On Monday, the Surgeon General of Florida recommended against the COVID-19 booster for individuals under 65, making Florida the first state to advise its residents to avoid the risky shots.
In a bulletin and video statement aimed at health care providers, Dr. Joseph Ladapo said that based on all the available data, the booster shots—formulated for the XBB.1.5 Omicron subvariant—are not worth the risk.
In September, the Food and Drug Administration (FDA) authorized two new mRNA vaccines from Moderna and Pfizer-BioNTech for everyone 6 months and older.
“Based on the high rate of global immunity and currently available data, the State Surgeon General recommends against the COVID-19 booster for individuals under 65,” Ladapo said. “Individuals 65 and older should discuss this information with their health care provider, including potential concerns outlined in this guidance.”
Florida recommends against mRNA COVID-19 boosters for residents under the age of 65.
— Joseph A. Ladapo, MD, PhD (@FLSurgeonGen) October 23, 2023
In the guidance, the surgeon general urged health care providers to discuss with patients the lack of human clinical trial data for the boosters, and the risk of unfavorable vaccine results.
“Providers and patients should be aware of outstanding safety and efficacy concerns,” the bulletin said.
- Studies across geographic regions have found that mRNA COVID-19 vaccines are associated with negative effectiveness after 4 to 6 months. As efficacy waned, studies showed that COVID-19 vaccinated individuals developed an increased risk of infection. This is not found in other vaccines, including the flu vaccine.
- The mRNA COVID-19 vaccines present a risk of subclinical and clinical myocarditis, and other cardiovascular conditions among otherwise healthy individuals.
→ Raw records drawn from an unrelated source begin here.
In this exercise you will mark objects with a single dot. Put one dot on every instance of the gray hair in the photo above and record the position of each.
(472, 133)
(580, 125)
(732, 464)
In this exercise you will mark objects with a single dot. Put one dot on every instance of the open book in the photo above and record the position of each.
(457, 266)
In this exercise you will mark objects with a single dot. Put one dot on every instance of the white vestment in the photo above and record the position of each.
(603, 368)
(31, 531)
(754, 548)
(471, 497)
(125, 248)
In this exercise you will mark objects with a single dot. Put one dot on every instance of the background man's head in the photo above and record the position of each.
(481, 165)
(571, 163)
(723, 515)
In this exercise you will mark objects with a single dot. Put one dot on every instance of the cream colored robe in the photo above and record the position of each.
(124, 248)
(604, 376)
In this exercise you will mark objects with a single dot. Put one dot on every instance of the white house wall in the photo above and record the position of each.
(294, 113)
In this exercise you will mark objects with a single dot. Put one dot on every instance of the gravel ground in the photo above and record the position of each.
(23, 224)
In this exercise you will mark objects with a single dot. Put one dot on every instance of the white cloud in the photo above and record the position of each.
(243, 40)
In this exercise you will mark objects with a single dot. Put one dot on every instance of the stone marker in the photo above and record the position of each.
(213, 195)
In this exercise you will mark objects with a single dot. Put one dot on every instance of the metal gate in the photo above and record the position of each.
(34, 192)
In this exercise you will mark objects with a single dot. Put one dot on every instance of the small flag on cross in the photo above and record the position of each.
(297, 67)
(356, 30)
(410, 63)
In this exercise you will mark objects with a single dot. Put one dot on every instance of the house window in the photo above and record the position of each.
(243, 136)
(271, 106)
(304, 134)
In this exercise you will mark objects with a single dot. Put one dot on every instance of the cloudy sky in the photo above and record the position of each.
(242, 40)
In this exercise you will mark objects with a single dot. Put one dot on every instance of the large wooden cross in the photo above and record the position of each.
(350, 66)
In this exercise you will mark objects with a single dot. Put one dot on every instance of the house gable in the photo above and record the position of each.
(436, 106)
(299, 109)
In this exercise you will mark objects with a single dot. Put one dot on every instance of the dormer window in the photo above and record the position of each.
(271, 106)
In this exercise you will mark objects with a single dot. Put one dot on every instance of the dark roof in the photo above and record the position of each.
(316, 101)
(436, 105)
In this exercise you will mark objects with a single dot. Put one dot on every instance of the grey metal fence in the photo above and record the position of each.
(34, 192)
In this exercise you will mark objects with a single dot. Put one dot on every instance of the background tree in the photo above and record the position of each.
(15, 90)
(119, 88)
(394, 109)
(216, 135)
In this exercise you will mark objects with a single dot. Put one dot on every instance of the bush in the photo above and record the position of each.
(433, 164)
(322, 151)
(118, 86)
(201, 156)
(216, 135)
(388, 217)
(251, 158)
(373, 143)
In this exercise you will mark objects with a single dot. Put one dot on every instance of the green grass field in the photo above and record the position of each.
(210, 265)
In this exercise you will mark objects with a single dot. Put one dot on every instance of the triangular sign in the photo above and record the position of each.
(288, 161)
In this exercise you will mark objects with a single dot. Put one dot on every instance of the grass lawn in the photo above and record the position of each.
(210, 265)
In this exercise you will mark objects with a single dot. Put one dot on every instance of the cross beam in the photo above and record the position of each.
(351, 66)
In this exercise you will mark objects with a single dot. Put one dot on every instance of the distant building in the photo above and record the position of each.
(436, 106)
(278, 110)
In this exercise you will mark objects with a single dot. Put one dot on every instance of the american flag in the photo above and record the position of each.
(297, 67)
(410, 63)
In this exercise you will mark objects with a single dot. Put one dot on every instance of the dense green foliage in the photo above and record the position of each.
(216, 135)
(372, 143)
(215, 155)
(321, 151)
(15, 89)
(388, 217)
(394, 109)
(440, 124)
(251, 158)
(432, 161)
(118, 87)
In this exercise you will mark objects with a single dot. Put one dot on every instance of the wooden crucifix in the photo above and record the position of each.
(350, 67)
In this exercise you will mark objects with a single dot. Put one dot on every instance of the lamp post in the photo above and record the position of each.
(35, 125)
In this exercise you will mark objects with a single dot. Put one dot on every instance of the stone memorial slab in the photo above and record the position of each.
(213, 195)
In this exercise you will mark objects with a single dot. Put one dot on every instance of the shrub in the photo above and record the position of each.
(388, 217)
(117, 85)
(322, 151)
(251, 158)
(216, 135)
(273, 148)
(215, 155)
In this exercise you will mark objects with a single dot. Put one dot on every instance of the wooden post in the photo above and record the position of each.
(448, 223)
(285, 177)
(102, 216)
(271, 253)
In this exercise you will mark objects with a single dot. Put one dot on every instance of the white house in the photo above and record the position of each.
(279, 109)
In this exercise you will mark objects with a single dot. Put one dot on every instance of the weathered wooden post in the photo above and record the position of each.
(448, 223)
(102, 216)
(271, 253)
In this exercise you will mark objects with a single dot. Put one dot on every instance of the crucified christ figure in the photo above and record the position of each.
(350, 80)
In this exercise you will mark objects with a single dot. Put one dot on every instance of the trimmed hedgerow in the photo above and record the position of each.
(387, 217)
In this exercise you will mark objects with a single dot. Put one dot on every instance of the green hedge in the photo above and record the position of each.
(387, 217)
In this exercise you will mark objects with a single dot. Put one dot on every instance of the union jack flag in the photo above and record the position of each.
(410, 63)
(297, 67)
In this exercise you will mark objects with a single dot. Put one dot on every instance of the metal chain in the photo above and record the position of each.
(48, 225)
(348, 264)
- There is unknown risk of potential adverse impacts with each additional dose of the mRNA COVID-19 vaccine; currently individuals may have received five to seven doses (and counting) of this vaccine over a 3-year period.
- Elevated levels of spike protein from the mRNA COVID-19 vaccine persist among some individuals for an indefinite period of time, which may carry health risks.
The Brogna and colleagues spike protein study linked in the memo found that 50 percent of vaccinated individuals still had spike protein circulating in their blood after approximately 180 days.
“Once again, the federal government is failing Americans by refusing to be honest about the risks and not providing sufficient clinical evidence when it comes to these COVID-19 mRNA shots, especially with how widespread immunity is now,” said Ladapo.“In Florida, we will always use common sense and protect the rights and liberties of Floridians, including the right to accurate information.”
Both Pfizer and Moderna have invested heavily in ad campaigns urging Americans to get the booster shots.
So far, however, only “12 million people, or about 3.6 percent of the population” have gotten the jab in the five weeks since it became available, according to the Centers for Disease Control and Prevention (CDC).
That’s worse than the uptake of last year’s boosters, which was only 17 percent.